Charles Schulz is famous for creating the beloved cartoon, Peanuts. Charlie Brown, Lucy, Peppermint Patty, Linus, Marcy, and of course, Snoopy, have become icons throughout the world.

But what many people might not know is that Charles Schulz served in World War II as a staff sergeant. He was in Europe with the Twentieth Armored Division after D-Day and saw combat.

The war affected him deeply, and it appeared in his cartoon strips in various ways. But in 1983, he created a short cartoon called What Have We Learned, Charlie Brown? that was a tribute to the soldiers of World War I and World War II.

In the (too) short cartoon, Charlie Brown, Linus, Marcy, and Peppermint Patty, along with Snoopy, are in France as exchange students. While headed for the coast of Normandy, they take a wrong turn, and end up right near Omaha Beach. When Linus realizes where they are, he recalls the lessons he learned about D-Day and the Allied invasion and shares them with the other children. Real footage is blended within the cartoon to create an intriguing piece of art that manages to show the bold sacrifice and courage of that day without being frightening for the children's audience it was intended for.

As the kids explore the American cemetery, Dwight Eisenhower's voice emerges, discussing the Allies' fight for freedom against the tyranny of the Axis' powers. The next day, the kids end up in a field filled with poppies, and Linus recites the poem "In Flanders Field" by John McRae. Red poppies cover this particular cemetery that is filled with the fallen from World War I, and the words are haunting.

It is at the end of this poem that Linus turns to Charlie Brown and says, "What have we learned, Charlie Brown?"

The question is never answered, and this makes the short film all the more powerful. It is a question for children and adults, and it is one that is open-ended for a reason.

What have we learned?

6 comments:

Ron Scheer said...

Good to see you back. Thanks for this one.

Melissa Marsh said...

Ron - Lots of health issues culminating in a hysterectomy had me sidelined for awhile. I hope to post more often!

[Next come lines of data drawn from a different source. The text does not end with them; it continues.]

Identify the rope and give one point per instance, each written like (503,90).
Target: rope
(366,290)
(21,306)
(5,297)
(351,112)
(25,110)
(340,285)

"Sound Bytes from the Attic" said...

Bravo! Well said Melissa. I don't know how I missed this offering from Schulz. I've got to get this. I love Peanuts and miss Schulz' brilliance every day. What an American icon and artist. - Scott Lyons

Melissa Marsh said...

I think I remember watching it a long time ago, but to see it again was very heartening and humbling. I actually cried watching it.

happygirl said...

I have a stack of letters and a portfolio of drawings from my MIL's first husband who was killed on his fifth flying mission over Italy. The letters are from his training and time in Europe. My mil was pregnant with their first child. She was 18 and he was 21. I'd love to turn them into a story one day. <3

Melissa Marsh said...

Oh, happygirl, I hope you can do that someday. What precious items you have!